3. Video games is just about the most man hour intensive field around. This is pretty much unique to games themselves but it makes all these other issues worse. Games just take a lot of damn work and usually an unpredictable amount of work. So in those case you either ask more from your work force or expand it. Let's also not forget the pressures of marketing forcing firm dates on these things.

Even without these things these trends are making their way into the rest of business. The main issue here is businesses no longer have loyalty to their employees. Economics has just panned out in away that shows there is no revenue incentive to investing in your work force anymore. There's no reason to keep someone on for more than 5 years anymore. The efficiency gains of a skilled experienced worker are out weighed by giving them raises and increased benefits to stay on. You can just hire a new person and train them and let go the old guy and at least on paper you'll be keeping labor costs down which must mean a net gain overall.
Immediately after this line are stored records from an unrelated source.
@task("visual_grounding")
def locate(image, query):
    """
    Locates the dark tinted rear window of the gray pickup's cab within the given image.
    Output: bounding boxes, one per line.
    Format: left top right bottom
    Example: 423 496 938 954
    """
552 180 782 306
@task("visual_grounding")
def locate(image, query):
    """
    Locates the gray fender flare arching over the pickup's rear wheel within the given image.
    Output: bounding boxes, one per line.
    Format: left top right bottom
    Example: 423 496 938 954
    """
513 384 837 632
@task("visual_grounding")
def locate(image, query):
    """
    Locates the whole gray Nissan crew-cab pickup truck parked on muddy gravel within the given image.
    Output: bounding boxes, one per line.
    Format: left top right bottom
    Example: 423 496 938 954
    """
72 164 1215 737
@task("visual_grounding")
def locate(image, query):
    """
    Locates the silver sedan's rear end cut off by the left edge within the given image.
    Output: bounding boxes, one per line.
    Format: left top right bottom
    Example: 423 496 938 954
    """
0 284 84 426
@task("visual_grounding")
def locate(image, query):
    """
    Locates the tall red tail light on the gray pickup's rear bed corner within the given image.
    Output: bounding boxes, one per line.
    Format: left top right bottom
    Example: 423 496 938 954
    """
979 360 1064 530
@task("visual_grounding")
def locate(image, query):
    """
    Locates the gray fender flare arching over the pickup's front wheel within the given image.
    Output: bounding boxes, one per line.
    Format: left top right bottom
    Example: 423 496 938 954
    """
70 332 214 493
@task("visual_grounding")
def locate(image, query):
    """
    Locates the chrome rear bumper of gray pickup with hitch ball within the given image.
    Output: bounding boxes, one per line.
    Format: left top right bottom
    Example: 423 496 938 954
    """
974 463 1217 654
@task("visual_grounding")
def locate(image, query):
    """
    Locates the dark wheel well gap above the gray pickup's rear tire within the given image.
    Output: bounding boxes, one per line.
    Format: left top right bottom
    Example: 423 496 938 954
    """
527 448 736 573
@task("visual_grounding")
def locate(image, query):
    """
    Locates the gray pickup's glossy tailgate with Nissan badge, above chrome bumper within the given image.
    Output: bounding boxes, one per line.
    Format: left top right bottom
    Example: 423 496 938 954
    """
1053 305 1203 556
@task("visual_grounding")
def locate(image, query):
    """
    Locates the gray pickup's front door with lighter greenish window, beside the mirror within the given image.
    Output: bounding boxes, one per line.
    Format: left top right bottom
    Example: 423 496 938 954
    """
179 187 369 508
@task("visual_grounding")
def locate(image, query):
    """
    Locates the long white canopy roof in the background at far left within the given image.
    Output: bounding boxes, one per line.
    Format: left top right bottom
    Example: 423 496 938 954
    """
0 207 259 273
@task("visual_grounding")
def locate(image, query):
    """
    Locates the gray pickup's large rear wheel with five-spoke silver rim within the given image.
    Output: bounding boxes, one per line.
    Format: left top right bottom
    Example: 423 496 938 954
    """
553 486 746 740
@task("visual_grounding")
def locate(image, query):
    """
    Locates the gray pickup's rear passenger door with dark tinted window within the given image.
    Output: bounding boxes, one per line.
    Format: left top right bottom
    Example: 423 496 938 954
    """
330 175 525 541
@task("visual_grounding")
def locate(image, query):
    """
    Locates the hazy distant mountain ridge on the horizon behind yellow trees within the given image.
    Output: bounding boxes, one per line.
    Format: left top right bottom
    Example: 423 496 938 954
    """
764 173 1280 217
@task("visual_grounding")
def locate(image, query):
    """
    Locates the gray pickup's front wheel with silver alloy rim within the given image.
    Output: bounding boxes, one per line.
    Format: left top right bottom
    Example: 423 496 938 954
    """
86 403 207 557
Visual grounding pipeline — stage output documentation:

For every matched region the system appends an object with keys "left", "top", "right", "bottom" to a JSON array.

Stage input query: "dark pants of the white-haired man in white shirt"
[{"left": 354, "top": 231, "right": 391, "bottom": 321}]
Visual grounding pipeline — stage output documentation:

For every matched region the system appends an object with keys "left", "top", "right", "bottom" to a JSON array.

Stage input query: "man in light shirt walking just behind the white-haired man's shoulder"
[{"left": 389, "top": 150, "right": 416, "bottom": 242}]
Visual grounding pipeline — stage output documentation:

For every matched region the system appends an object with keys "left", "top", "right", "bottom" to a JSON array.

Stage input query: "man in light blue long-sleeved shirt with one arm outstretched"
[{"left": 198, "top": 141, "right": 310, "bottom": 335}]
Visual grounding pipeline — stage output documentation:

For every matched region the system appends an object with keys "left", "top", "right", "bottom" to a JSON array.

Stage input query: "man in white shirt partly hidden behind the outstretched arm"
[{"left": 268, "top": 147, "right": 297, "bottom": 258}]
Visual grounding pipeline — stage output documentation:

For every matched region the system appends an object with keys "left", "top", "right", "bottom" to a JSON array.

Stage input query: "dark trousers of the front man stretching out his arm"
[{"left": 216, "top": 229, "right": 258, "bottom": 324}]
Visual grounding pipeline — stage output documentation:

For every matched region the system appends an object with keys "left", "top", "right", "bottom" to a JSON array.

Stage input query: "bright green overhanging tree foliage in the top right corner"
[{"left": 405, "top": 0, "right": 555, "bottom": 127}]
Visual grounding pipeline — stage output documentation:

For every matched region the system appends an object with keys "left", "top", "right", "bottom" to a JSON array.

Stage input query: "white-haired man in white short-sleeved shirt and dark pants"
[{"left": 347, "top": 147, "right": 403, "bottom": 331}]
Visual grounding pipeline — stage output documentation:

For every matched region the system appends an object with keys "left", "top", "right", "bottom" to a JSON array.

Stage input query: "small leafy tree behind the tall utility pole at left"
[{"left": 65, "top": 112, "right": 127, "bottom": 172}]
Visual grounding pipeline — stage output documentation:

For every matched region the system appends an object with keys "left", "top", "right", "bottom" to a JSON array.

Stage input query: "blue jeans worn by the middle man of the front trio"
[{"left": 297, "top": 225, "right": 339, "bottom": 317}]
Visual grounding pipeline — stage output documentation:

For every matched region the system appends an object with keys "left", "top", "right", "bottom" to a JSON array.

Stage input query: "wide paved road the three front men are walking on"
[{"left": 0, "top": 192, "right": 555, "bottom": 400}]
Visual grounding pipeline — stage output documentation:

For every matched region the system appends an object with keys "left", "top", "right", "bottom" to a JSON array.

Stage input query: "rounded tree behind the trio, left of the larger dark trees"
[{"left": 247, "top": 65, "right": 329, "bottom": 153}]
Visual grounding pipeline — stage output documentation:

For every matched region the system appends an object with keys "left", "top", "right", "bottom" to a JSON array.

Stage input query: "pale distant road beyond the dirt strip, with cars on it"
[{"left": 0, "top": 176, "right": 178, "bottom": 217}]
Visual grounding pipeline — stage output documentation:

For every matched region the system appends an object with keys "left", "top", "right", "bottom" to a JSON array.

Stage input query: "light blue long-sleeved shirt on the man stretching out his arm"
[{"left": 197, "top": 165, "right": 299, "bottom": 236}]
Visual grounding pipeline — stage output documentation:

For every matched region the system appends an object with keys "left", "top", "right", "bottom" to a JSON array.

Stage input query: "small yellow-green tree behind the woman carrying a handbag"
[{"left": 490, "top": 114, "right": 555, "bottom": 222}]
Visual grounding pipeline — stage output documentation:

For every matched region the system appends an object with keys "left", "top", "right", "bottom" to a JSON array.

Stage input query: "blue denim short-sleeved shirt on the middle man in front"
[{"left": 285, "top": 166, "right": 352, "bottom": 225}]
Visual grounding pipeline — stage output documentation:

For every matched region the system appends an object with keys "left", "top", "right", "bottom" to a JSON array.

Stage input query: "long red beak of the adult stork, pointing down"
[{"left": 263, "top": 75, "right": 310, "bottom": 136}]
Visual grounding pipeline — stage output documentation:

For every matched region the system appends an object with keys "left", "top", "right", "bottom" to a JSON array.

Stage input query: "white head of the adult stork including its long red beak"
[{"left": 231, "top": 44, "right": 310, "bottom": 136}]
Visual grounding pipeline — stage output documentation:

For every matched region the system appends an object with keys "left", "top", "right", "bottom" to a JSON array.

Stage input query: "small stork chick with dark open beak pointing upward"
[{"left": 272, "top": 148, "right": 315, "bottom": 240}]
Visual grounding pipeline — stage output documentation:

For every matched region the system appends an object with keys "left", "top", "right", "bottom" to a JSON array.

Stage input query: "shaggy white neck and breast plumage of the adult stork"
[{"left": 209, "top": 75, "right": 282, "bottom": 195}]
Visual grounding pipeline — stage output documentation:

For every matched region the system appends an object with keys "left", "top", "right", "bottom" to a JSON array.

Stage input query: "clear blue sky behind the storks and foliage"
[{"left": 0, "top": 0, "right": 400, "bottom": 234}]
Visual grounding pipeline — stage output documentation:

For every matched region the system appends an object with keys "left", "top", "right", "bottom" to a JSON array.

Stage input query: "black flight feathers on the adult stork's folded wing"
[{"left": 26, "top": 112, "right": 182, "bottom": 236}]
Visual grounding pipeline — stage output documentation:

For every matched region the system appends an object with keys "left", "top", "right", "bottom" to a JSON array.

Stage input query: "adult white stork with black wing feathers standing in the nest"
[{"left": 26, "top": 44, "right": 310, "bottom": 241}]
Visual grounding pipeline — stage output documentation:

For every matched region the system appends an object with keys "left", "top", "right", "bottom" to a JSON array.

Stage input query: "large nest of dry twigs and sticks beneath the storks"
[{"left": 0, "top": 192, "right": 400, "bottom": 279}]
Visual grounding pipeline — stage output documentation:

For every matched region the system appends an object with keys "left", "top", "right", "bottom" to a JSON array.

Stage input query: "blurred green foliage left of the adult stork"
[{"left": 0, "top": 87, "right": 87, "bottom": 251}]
Which brings me to my final point the plague of locusts that are us, the millenials. We have been trained specifically for this economy. I have not met a single other person in my age group (current and post college) who ever expects to work at any company for longer than 5 years. Most of us even accept that we probably won't even live in the same city for that long either. We'll either have to move to find a job or move for our job. The "entitled' millenials expect nothing from our employers and expect to give anything to our work. Most of us are coming out of college with a crippling amount of debt to make us as desperate as possible. Financial stability seems more like a myth than something obtainable. As far as having a family is concerned most of us just accept that that's not in the cards. Give us a decade or two on the current path and I bet we have a birth rate crisis rivaling Japan.